In this more inclusive business environment, leaders must understand themselves as servants. They are not barking out orders or acting for their own benefit or seizing power and control. Rather, they are living a life of higher purpose, aiming to make others successful. They consider what others need, how to help them achieve their own aspirations, and how to remove barriers to their success. They mentor and coach, inviting self-expression and input. Others' success is their success.
Not surprisingly, the key virtues and values of entrepreneurship are the key virtues and values of servant leadership, especially empathy, humility, and generosity. Practicing these virtues in your career means thinking of others ahead of yourself, trying to understand their perspectives, goals, and aspirations, celebrating their success as well as your own. Servant leaders uplift the people in the environment where they work, making it a vibrant and inspirational place to collaborate and cooperate. Your Farmer education has equipped you to make that kind of difference as a servant leader.
Effective Civic Engagement
Your education as a Miamian, and now an MBA Farmer graduate, has equipped you to lead a successful professional life. You have learned the ideas and mastered the skills that you can use effectively. In the process, you have demonstrated your ability to think clearly at a high level about complex questions and issues. Those skills of critical thinking, reflection, synthesis, and communication are available to you in all areas of our life, not only your professional one. Let me suggest that you have not only the capacity but also the responsibility to exercise those abilities for the benefit of your family, your community, your country, and the world, as well as your workplace.
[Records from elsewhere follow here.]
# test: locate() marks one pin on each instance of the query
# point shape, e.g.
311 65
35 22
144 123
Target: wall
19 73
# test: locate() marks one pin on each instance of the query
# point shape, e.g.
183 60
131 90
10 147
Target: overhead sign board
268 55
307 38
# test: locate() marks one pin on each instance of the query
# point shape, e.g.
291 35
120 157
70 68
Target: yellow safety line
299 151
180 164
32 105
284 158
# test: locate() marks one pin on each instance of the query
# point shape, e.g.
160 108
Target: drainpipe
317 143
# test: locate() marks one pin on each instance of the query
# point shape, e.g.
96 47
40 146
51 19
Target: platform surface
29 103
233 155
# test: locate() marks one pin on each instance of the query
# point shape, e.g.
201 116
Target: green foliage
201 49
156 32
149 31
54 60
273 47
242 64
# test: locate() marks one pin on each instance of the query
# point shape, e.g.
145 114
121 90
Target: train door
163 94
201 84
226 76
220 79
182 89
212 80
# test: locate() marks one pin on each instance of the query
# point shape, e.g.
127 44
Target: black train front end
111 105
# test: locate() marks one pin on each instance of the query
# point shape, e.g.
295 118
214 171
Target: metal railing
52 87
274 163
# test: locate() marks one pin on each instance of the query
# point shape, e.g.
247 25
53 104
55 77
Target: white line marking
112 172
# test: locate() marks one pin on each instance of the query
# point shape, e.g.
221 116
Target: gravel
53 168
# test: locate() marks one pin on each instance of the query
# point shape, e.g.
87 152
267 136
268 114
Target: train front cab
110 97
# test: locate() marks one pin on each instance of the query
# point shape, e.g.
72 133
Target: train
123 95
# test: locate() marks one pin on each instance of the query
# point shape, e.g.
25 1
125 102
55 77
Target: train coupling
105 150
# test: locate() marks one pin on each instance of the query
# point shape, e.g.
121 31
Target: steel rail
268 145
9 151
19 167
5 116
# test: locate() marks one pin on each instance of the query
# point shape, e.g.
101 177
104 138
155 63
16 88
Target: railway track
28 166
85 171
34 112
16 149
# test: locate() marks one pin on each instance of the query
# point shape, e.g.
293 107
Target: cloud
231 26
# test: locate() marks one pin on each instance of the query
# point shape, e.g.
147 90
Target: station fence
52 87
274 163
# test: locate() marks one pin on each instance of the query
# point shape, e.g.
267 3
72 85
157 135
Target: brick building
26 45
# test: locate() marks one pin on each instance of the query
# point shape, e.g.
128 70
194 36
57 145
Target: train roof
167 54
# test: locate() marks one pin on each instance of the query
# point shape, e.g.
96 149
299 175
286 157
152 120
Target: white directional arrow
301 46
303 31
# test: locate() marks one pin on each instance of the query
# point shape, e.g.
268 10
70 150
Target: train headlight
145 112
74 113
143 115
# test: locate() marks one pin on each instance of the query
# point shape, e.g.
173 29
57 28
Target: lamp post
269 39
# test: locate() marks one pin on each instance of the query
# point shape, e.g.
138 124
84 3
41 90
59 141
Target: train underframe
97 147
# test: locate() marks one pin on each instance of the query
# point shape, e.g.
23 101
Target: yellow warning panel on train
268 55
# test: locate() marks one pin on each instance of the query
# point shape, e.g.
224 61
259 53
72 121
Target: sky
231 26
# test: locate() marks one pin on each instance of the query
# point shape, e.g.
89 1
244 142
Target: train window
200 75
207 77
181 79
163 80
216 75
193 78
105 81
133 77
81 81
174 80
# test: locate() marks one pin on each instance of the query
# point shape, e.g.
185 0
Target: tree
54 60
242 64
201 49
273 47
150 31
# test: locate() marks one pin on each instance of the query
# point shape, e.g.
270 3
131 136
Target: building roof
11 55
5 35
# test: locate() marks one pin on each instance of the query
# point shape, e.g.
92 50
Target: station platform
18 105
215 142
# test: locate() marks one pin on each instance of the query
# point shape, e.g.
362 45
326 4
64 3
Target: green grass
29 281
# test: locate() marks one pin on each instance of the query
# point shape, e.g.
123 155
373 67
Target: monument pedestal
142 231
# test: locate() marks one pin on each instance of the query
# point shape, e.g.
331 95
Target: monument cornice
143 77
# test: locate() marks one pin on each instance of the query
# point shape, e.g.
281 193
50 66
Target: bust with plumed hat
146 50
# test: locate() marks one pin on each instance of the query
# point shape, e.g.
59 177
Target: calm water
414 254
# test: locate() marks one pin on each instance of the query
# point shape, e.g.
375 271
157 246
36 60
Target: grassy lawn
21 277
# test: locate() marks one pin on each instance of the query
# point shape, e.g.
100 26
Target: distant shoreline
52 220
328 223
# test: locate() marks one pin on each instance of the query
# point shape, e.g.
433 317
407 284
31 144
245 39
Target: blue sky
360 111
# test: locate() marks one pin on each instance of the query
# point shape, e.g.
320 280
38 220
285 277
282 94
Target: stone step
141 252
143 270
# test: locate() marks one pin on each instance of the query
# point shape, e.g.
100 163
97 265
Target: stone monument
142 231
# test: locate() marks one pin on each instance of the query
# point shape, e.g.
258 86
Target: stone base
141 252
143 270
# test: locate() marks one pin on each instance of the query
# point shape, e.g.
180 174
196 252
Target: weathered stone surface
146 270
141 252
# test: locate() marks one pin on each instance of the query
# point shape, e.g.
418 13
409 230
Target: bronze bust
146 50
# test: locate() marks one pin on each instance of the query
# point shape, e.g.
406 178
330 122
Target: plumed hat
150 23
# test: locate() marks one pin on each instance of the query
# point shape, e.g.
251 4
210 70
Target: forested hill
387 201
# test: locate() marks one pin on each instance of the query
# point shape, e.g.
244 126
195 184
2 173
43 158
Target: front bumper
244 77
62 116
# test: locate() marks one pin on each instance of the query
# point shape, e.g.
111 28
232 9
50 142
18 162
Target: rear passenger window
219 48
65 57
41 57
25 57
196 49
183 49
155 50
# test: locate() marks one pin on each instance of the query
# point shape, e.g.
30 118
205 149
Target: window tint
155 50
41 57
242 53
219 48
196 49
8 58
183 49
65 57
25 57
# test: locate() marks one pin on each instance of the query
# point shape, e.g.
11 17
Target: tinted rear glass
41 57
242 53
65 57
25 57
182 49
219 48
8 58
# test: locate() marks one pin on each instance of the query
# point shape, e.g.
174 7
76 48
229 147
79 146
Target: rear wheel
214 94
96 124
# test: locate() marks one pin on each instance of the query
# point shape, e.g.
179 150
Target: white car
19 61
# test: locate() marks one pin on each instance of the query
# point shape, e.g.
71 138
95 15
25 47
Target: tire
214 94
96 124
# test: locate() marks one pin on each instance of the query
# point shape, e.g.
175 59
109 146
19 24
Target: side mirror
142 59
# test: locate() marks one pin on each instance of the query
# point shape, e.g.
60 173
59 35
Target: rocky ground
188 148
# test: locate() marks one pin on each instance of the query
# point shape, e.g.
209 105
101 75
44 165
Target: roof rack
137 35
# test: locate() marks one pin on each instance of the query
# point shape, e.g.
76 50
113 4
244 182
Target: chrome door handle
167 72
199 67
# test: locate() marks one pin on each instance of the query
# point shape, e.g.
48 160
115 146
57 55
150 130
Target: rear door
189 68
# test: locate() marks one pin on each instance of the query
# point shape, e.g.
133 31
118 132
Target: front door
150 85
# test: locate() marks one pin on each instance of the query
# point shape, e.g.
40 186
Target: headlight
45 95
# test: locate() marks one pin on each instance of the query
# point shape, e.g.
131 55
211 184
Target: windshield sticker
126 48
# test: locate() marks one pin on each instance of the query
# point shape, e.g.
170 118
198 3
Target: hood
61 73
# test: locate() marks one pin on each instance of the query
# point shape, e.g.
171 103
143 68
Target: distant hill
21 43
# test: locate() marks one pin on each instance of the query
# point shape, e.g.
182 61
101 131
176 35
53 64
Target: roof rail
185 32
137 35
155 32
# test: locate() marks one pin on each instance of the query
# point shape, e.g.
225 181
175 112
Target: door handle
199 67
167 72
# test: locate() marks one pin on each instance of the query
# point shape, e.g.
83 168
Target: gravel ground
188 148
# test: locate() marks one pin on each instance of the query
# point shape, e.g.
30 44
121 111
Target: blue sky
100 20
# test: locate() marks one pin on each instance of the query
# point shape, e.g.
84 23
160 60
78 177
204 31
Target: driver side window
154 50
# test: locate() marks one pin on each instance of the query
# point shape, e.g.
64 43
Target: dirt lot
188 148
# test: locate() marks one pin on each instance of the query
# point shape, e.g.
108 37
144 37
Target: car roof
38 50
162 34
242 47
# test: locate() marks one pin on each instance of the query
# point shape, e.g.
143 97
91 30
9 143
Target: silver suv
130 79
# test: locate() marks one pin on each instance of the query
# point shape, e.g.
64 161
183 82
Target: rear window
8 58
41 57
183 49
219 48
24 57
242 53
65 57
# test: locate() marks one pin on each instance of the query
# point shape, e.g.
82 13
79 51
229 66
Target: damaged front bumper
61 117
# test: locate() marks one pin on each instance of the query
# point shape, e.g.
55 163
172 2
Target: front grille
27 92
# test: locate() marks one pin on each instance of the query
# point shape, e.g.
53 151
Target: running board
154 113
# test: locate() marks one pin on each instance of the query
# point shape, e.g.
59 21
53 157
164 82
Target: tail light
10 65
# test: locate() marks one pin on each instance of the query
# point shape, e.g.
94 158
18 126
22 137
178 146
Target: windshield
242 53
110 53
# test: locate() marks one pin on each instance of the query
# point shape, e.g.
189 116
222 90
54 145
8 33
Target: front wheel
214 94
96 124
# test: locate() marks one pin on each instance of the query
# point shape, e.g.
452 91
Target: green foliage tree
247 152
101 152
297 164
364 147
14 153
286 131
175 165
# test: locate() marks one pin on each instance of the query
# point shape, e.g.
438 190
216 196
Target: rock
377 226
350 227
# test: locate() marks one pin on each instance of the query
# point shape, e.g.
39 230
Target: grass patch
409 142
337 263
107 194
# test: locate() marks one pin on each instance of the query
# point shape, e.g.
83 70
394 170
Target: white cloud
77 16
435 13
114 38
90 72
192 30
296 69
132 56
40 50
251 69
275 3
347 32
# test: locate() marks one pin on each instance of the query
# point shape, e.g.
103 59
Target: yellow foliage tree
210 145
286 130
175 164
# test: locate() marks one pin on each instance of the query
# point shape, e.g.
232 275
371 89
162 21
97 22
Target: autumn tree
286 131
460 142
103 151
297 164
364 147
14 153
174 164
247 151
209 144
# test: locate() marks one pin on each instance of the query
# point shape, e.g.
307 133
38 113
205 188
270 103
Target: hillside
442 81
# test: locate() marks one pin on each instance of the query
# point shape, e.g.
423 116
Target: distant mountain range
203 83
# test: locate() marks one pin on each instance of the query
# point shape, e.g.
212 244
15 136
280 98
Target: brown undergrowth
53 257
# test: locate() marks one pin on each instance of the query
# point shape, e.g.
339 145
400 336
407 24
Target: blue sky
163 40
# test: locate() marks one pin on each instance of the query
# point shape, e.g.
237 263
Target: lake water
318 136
Coming from the STEM fields, I am acutely aware of how society is looking to science and technology to solve our grand global challenges, from health care to energy and the environment. But the issues that we face in the world today are not merely technical and scientific. All of us, from business to the humanities as well as STEM, must contribute to the human project of justice, equality, and freedom from conditions that degrade human life. It is our shared responsibility. You have analytical and problem-solving skills. The world needs them. You can contribute to an environment of civil discourse, of evidence-based decision-making, of clear communication and effective strategic planning.
Exercising these skills also requires the virtues we have discussed, especially courage, grit, integrity, and optimism, as we face the future with realistic hope and commit ourselves to bringing the good to fruition. You are equipped by your Miami education to be citizens who can make a positive difference in the lives of so many people through business and community.
You are leaving Miami with a valuable degree—a Miami MBA from the well-respected Farmer School. This means that you are ready to continue to make your mark not only in the business world but also in the larger society. You carry the virtues and values instilled here that undergird your entrepreneurial mindset, your servant leadership style, and your passion for civic engagement. You can make a difference in the lives of countless people just as the Farmer family, whose generosity has made this world-class school and education possible, have elevated your life.
I look forward to watching the impact that you make on your industry, your community, and ultimately the world. Keep in touch with Miami and all of our wonderful faculty here at Farmer who have touched your lives. We are grateful for the unique contributions that each of you have brought to Miami by being a part of our community. Congratulations!